CONCLUSION : La position de DiEM25 – proposition
DiEM25, comme toujours, décidera de sa position collectivement et démocratiquement, par un vote interne qui proposera 4 options :
Option A – La proposition des membre de DiEM25 France telle qu’approuvée par les membres du Collectif Coordinateur de DiEM25 : DiEM25 appelle les progressistes français à : (1) Voter au premier tour de l’élection présidentielle pour n’importe quel candidat autre que Le Pen or Fillon, (2) faire campagne pour une liste unique de candidats progressistes internationalistes aux élections législatives.
Option B – Voter pour Benoît Hamon au premier tour de l’élection présidentielle
Option C – Voter pour Emmanuel Macron au premier tour de l’élection présidentielle
Option D – Voter pour Jean-Luc Mélenchon au premier tour de l’élection présidentielle
NB : Deux débats sont disponibles sur le forum pour discuter de ce que la position de DiEM25 devrait être au sujet des élections présidentielle et législative :
L’une est en français : https://diem25.org/forum/viewtopic.php?f=175&t=13895
L’autre est en anglais : https://diem25.org/forum/viewtopic.php?f=175&t=13894
Et voici les résultats:
A (59.48%)
B (13.62%)
C (8.08%)
D (18.83%)
Conformément au principe de DiEM en tant que mouvement pan-européen, tous les membres de toutes les nationalités ont été autorisés à voter.
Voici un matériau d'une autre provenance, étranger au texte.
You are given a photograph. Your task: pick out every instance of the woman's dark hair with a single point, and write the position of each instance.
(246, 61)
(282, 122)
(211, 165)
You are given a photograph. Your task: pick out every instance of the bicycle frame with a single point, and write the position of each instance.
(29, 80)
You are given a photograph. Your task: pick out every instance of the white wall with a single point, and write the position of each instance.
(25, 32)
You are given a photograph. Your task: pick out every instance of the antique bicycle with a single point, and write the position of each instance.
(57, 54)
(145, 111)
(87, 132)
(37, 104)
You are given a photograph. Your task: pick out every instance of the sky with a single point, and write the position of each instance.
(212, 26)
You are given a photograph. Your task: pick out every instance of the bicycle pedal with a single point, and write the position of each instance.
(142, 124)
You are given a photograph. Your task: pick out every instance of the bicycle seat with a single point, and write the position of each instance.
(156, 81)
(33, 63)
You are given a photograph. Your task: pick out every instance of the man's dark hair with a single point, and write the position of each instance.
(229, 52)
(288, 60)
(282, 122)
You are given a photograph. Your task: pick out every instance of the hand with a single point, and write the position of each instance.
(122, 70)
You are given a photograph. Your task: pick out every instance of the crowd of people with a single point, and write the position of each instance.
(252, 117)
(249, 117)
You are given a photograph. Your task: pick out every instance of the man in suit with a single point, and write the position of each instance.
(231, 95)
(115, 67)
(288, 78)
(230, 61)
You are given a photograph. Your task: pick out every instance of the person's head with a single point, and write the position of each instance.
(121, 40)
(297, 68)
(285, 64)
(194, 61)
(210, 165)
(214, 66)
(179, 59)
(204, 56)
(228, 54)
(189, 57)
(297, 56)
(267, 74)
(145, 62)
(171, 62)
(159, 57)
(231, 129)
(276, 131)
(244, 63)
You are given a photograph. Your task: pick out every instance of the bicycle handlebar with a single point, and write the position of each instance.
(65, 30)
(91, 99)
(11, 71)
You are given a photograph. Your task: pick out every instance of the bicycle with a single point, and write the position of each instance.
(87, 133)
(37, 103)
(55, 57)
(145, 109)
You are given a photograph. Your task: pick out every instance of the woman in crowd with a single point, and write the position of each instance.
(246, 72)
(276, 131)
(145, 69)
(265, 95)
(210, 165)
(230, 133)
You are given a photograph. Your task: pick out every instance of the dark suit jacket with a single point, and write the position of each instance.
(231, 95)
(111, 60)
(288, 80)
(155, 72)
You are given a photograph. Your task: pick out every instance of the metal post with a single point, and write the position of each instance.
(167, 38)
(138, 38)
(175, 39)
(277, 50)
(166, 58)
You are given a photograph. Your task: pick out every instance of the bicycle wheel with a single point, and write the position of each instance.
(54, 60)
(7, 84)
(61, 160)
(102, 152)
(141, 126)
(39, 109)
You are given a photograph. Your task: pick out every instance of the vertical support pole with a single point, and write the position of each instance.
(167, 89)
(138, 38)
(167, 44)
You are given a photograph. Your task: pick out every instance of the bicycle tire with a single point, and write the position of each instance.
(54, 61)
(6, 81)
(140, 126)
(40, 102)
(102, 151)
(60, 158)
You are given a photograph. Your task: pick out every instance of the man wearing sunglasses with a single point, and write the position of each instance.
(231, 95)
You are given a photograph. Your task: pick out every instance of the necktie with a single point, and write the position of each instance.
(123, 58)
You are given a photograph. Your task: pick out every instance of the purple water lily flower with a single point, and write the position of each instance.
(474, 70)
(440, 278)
Après tout, comme les élections allemandes, les élections françaises auront une incidence sur le reste de l’Europe autant qu’elles affecteront la France.
Et remarquablement, les membres ont choisi de ne pas se rallier à un candidat, mais de soutenir une alliance de forces contre le fascisme et / ou le néolibéralisme.
Outre les débats présidentiels français, les membres de DiEM25 ont précédemment participé à des discussions démocratiques pour arriver à leurs positions pour le Référendum sur le Brexit (et ses suites), ainsi que le Référendum constitutionnel italien.